While the production lacks magic, vocally and musically, Glyndebourne’s Alcina is a triumph

United KingdomUnited Kingdom Glyndebourne Festival Opera 2022 [3] – Handel Alcina (1735, ed. Flesch): Soloists, Dancers, Orchestra of the Age of Enlightenment / Jonathan Cohen (conductor) with Tom Foster (harpsichord continuo). Glyndebourne Opera House, Sussex, 2.7.2022. (CC)

Samantha Hankey (Ruggiero) and dancers © Tristram Kenton

Director – Francesco Micheli
Set designer – Edoardo Sanchi
Costume designer – Alessio Rosati
Choreographer – Mike Ashcroft
Lighting designer – Bruno Poet

Bradamante – Beth Taylor
Melisso – Alistair Miles
Morgana – Soraya Mafi
Alcina – Jane Archibald
Oberto – Rowan Pearce
Ruggiero – Samantha Hankey
Oronte – Stuart Jackson
Astolfo – James Cleverton

Dancers – Soledad de la Hoz, Chloe Dowell, Keiko Hewitt-Teale, Bianca Hopkins, Lily Howkins, Megan Francis King, Rebecca Lee, Oihana Vesga

Vocally and musically, Glyndebourne’s Alcina is a triumph. The strength of the cast is remarkable, but the production, while often amusing, seems to get a little lost in itself. We are at the ‘Teatro lirico’ vaudeville / entertainment club of the 1950s or 1960s where the show is called ‘L’Isola d’Alcina’; the major casualty is the magic which is one of Alcina’s main characteristics. The stage feint of having a theatre within a theatre, complete with make-up room and (unisex, given the gender fluidity in Handel) toilets is clever but not especially revealing.; one has to acknowledge the sheer technique and imagination of Edoardo Sanchi’s sets though. Alcina’s jilted lovers here become masked, anonymous acolytes instead of, as the plot indicates, wild beasts. The brutalist shape of Milan’s Totta Velasca (1958) is referenced, while a programme still from Fellini’s La dolce vita of 1960 further hints at a time period.

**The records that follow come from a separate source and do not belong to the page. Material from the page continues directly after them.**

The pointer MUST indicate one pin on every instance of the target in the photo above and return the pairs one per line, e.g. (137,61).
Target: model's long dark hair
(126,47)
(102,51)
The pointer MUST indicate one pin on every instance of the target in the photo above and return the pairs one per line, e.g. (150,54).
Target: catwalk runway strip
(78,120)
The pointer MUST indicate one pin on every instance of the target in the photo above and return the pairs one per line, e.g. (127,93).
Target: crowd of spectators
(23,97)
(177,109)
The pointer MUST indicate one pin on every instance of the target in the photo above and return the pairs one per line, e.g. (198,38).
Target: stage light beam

The ‘cleverness’ extends to the Overture, where a succession of scenes passes before us. We immediately see construction works, and there is a business meeting of the firm ‘Chiaromonte’, where Bradamante and Melisso plan to rescue Ruggiero; a threat – or contrast – to the insular world of the theatre itself, where Morgana appears as an elevated mermaid. The show is sumptuous – Bruno Poet’s predictably superb lighting has a big hand in that. This Alcina is impressive, for sure, but threatens to drown in its own overflow of ideas. The destruction of Alcina’s magic is here shown as the opening, by Ruggiero, of a vanity case and, as the characters discover its contents, they discover their own selves. Perhaps as a result the heart-wrenching ending loses some of its power.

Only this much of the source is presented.